SOURCE_DIRECTORY = "Source/"
directory_list = os.listdir(SOURCE_DIRECTORY)

for source_file in directory_list:
    source_path = os.path.join(SOURCE_DIRECTORY, source_file) 
    if os.path.isfile(source_path):
        resize_image(source_path)

In an effort to parallelize the process I tried using concurrent.futures and map it to the resize function.

import concurrent.futures

SOURCE_DIRECTORY = "Source/"
directory_list = os.listdir(SOURCE_DIRECTORY)

with concurrent.futures.ProcessPoolExecutor() as executor: 
    executor.map(resize_image, directory_list)

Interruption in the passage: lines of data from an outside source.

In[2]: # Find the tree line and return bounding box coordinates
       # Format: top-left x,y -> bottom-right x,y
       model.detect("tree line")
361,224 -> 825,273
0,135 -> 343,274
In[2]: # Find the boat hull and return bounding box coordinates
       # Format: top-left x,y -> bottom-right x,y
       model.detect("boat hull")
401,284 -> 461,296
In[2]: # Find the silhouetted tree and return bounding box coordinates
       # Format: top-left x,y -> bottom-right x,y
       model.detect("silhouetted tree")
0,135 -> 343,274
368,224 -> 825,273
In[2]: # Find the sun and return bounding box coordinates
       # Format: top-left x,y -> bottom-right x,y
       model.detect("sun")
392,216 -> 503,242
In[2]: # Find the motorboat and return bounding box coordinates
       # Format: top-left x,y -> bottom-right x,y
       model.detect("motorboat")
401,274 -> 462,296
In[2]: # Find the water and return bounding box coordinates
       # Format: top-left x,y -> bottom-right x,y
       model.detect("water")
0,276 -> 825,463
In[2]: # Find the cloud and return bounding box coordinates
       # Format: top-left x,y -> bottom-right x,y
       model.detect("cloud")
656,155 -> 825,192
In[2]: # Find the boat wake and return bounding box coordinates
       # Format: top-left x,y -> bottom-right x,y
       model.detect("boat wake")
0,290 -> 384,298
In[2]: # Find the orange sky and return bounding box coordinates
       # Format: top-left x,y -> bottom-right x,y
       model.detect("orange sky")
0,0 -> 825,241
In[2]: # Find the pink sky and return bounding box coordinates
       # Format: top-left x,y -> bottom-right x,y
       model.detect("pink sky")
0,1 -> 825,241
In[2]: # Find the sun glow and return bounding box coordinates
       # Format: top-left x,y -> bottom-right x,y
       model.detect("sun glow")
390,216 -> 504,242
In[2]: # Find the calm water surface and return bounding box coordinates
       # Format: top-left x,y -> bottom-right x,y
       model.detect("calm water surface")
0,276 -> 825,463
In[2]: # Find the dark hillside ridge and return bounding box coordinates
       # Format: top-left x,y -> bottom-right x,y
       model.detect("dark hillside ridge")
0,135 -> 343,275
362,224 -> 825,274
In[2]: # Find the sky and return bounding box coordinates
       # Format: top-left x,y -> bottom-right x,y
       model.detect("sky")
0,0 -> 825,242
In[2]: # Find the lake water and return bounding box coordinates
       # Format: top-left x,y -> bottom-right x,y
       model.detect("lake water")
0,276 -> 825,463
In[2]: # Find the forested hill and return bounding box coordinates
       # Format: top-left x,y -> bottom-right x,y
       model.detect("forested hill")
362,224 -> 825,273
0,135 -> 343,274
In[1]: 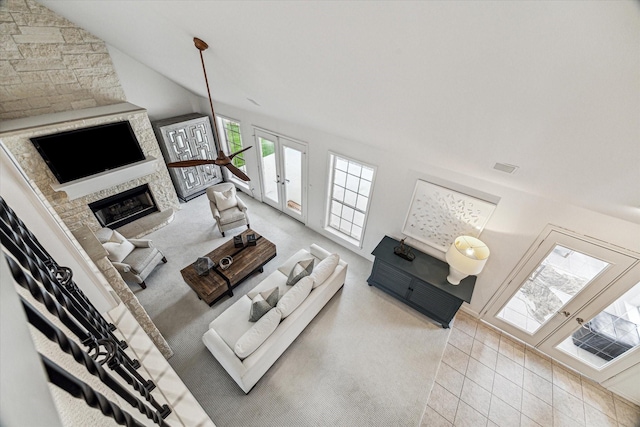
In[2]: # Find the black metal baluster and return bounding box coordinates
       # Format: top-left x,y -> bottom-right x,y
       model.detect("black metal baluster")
40,354 -> 144,427
20,296 -> 171,427
0,206 -> 150,391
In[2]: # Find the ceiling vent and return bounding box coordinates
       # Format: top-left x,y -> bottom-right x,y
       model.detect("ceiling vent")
493,163 -> 518,173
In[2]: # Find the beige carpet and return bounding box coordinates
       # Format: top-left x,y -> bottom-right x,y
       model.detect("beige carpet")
138,196 -> 449,427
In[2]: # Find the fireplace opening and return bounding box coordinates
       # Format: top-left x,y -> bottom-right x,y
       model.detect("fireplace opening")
89,184 -> 158,228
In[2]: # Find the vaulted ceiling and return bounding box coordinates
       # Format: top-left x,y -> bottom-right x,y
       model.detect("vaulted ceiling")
40,0 -> 640,223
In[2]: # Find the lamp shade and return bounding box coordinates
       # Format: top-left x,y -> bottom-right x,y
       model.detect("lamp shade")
445,236 -> 490,285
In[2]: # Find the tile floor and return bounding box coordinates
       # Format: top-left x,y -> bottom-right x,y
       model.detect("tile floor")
421,312 -> 640,427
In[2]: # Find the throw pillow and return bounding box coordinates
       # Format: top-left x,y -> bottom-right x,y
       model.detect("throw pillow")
233,308 -> 282,359
247,287 -> 280,322
276,276 -> 313,319
247,286 -> 280,307
213,188 -> 238,211
249,295 -> 273,322
287,258 -> 315,286
310,253 -> 340,288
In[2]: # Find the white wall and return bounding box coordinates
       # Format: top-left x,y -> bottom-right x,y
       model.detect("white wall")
107,45 -> 199,121
110,49 -> 640,313
202,100 -> 640,313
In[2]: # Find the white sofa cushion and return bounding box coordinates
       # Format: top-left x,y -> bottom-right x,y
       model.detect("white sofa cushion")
209,295 -> 255,349
233,308 -> 282,359
247,286 -> 278,322
278,249 -> 320,276
276,276 -> 313,319
309,253 -> 340,288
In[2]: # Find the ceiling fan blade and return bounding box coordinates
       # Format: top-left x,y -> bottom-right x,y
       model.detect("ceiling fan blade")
225,163 -> 251,181
167,159 -> 216,168
229,145 -> 252,159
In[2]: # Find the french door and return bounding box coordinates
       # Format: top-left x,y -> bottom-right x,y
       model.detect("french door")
483,227 -> 640,381
255,129 -> 307,223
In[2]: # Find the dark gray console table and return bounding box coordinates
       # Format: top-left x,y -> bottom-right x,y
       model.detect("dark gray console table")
367,236 -> 476,328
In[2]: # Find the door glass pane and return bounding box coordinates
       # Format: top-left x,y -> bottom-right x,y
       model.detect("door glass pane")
258,138 -> 280,203
556,283 -> 640,368
283,146 -> 302,214
498,245 -> 610,333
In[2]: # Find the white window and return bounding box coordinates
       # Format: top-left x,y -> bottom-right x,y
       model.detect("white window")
216,116 -> 247,187
326,153 -> 375,247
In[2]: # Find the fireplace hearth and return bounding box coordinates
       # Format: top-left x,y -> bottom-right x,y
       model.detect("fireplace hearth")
89,184 -> 158,228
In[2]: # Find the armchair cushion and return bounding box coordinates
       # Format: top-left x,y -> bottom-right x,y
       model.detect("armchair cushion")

But I instantly get this error.

BrokenProcessPool: A child process terminated abruptly, the process pool is not usable anymore

How can I parallelize the process of resizing the images. Any help would be appreciated.


Solution

  • Here is sample skeleton you can use to parallelize the task (using multiprocessing.Pool):

    import os
    from multiprocessing import Pool
    
    import cv2
    
    
    def resize_image(file_name):
        # get the name of the file
        name = os.path.basename(file_name)
    
        # just to be sure the file exists (skip if not necessary):
        if not os.path.exists(name):
            return f"{name} does not exist!"
    
        # read the image
        img = cv2.imread(img)
        # resize and save to new directory
        resize = cv2.resize(img, (700, 700))
        resized_image = cv2.imwrite("Resized/" + name, resize)
    
        return f"{name} resized."
    
    
    if __name__ == "__main__":
    
        SOURCE_DIRECTORY = "Source/"
        directory_list = os.listdir(SOURCE_DIRECTORY)
    
        filelist = []
        for source_file in directory_list:
            source_path = os.path.join(SOURCE_DIRECTORY, source_file)
            if os.path.isfile(source_path):
                filelist.append(source_path)
    
        with Pool(4) as pool:  # 4 is number of processes we want to use
            for result in pool.imap_unordered(resize_image, filelist):
                print(result)